Malkoon started by donating the profits from one of his flavors of peanut butter to a Latin American charity, but as his business grew, he realized he could have a greater impact by forming his own foundation. This approach gives him more flexibility and control to channel his support where it will be most effective.

“As an entrepreneur with a social mission, you have to be prepared to evolve your mission over time in order to provide the maximum benefit to the cause you are seeking to support,” says Malkoon.

The takeaway: Don’t be afraid to change course if you see an opportunity to have a greater impact on your cause as your business grows.

Tip #2: Embrace accountability

As you tend to the day-to-day needs of your small business, you might find it increasingly difficult to monitor the activities of the charities you support, but it is important to do so for the sake of your reputation. Websites like charitynavigator.org can help you evaluate the effectiveness of various nonprofits.

Pura Vida, which sells bracelets made by Costa Rican artisans, supports about 165 different causes, ranging from cancer research to beach cleanup.

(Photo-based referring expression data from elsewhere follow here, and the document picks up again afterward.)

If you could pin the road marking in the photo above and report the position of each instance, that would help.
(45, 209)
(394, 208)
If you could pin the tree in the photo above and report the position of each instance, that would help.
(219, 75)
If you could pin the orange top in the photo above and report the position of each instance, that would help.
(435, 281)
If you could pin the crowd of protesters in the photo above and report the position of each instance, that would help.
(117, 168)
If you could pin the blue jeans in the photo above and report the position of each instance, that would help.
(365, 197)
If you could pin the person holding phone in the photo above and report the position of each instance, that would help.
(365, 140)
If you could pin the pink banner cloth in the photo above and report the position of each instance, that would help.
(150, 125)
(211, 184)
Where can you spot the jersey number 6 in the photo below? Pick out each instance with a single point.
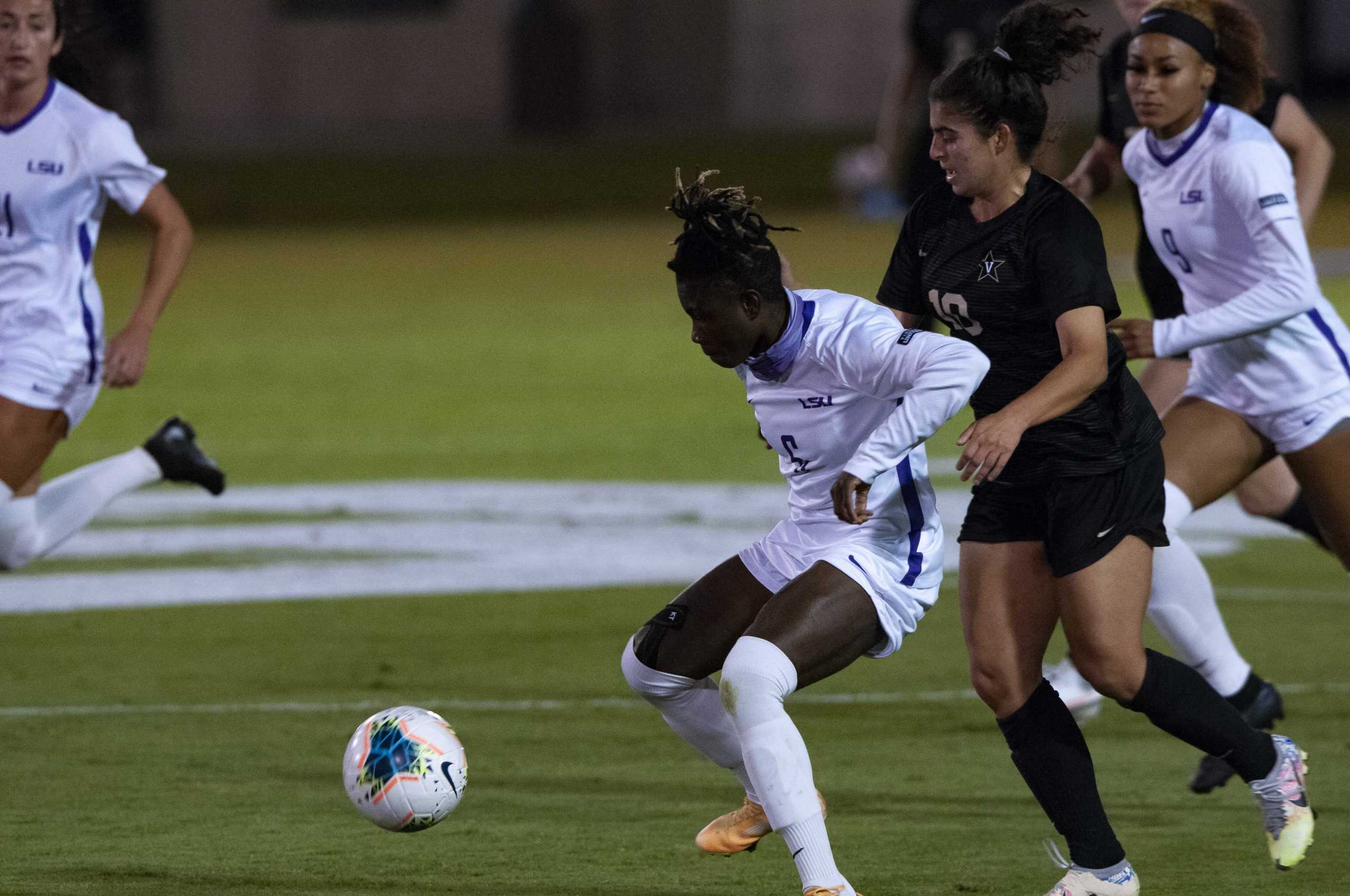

Founders Paul Goodman and Griffin Thall began working with One Percent for the Planet, a network of businesses and nonprofits that support environmental causes.

“If anyone questions what we are doing, we can point them to that third party,” Goodman says. “They hold us accountable.”

Goodman and Thall have also hired an in-house charity-relations manager who researches charities to make sure they meet the company’s standards.

The takeaway: Take responsibility for your charitable activities. Working with an outside organization that provides accountability can help.

Tip #3: Enlist the support of your nonprofit partners

In addition to allowing you to advance a cause you believe in, working with a nonprofit can build goodwill for your company. Don’t be afraid to highlight your philanthropic efforts.

Chances are that the charities you support have considerable outreach efforts of their own, and they may be willing to help your business. Supply these partners with your marketing collateral, and consider asking them to link to your website from theirs.

At Pura Vida, part of the job of the in-house charity manager is to work with the nonprofits it supports to promote the company’s bracelets.

The takeaway: Social enterprise doesn’t have to be all give and no take. Don’t be afraid to ask for a little help for your own business when lending your support to charitable causes.